Dans ma famille, les morts viennent toujours par trois. Dans les semaines ou les mois qui suivirent, il y eu André le plus jeune frère de ma mère mort noyé. Je ne le connaissais pas bien. Mais c'était tragique. Dix-neuf ans, il était avec des amis à la rivière, ils buvaient, ils plongeaient. Il a crampé et n'est plus remonté. Ma mère en a parlé longtemps comme si cela avait été de la faute de ses amis, puis de sa faute à lui. Puis mémère, 97 ans, la mère de mon grand-père.
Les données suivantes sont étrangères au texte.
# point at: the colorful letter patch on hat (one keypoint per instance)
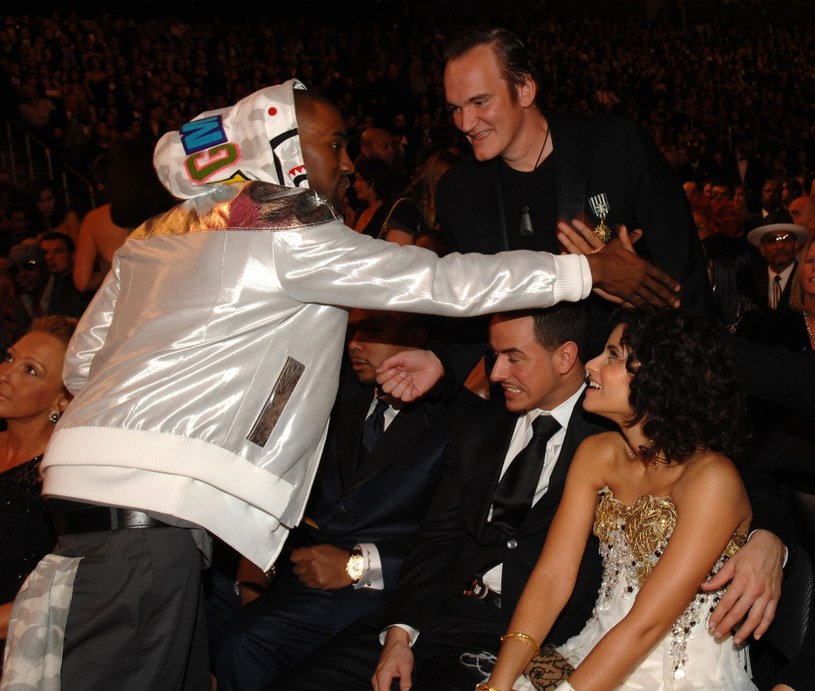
(256, 139)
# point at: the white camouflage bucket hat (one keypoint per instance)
(256, 139)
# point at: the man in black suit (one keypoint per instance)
(459, 548)
(362, 514)
(530, 169)
(777, 241)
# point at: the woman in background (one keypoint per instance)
(413, 214)
(32, 399)
(134, 194)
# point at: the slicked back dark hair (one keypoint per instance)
(515, 60)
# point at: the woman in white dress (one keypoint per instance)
(666, 502)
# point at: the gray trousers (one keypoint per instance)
(137, 619)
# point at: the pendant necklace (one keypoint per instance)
(526, 220)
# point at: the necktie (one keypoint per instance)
(516, 490)
(372, 430)
(776, 291)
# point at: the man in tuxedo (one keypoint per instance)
(363, 511)
(467, 568)
(778, 245)
(746, 168)
(772, 210)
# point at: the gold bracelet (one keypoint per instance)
(524, 638)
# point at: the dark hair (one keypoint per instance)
(58, 235)
(554, 326)
(515, 61)
(380, 175)
(683, 386)
(58, 325)
(732, 263)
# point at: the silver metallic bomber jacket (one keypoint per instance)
(206, 366)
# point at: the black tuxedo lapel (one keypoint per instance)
(484, 460)
(397, 438)
(571, 176)
(490, 224)
(580, 426)
(347, 420)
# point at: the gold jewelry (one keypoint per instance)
(809, 329)
(355, 565)
(524, 638)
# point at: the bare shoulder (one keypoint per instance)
(709, 476)
(601, 450)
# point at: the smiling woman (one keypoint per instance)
(32, 399)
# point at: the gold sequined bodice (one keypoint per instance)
(632, 540)
(643, 530)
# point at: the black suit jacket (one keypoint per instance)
(456, 542)
(784, 447)
(385, 500)
(601, 154)
(763, 286)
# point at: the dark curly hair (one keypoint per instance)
(683, 385)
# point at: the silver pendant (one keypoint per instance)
(526, 222)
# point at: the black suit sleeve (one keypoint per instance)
(777, 375)
(427, 577)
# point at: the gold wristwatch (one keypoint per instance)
(355, 565)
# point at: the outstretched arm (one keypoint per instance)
(618, 274)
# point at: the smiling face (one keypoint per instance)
(609, 381)
(530, 375)
(779, 249)
(31, 377)
(807, 269)
(485, 107)
(373, 336)
(324, 141)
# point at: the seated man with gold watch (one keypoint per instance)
(379, 468)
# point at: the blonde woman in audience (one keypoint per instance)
(32, 399)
La plus drôle, la plus malcommode et la plus vivante des personnes âgées que j'ai jamais connu. Mauvaise perdante, elle trichait aux cartes et bonne joueuse, elle faisait du tricycle avec nous. Têtue comme une mûle, elle tenait à vivre seule. Elle aimait malmener les gens au caractère mou... et nous tapait des clins d'oeil quand elle réussissait à les faire fuir en pleurs. Elle était haute comme trois pommes, recourbée de surcroît et ne reculait jamais devant son fils de 6'3". Je n'eu pas le droit d'aller au "salon" pour eux non plus. J'étais trop jeune disait ma mère. Bien que j'adorais Mémère, à cinq ans, je trouvais très acceptable qu'elle nous quitte. Par contre, ces décès touchèrent mes parents plus profondément, et l'atmosphère à la maison était celle du deuil. Elle touchait la famille élargie et dans toutes les maisons une atmosphère de repliement sévissait. Des pleurs derrière les portes closes. Des mines basses. Des discussions animées et des commentaires à propos des autres membres de la famille. De l'inattention. Du changement d'attitude. Déconcertant.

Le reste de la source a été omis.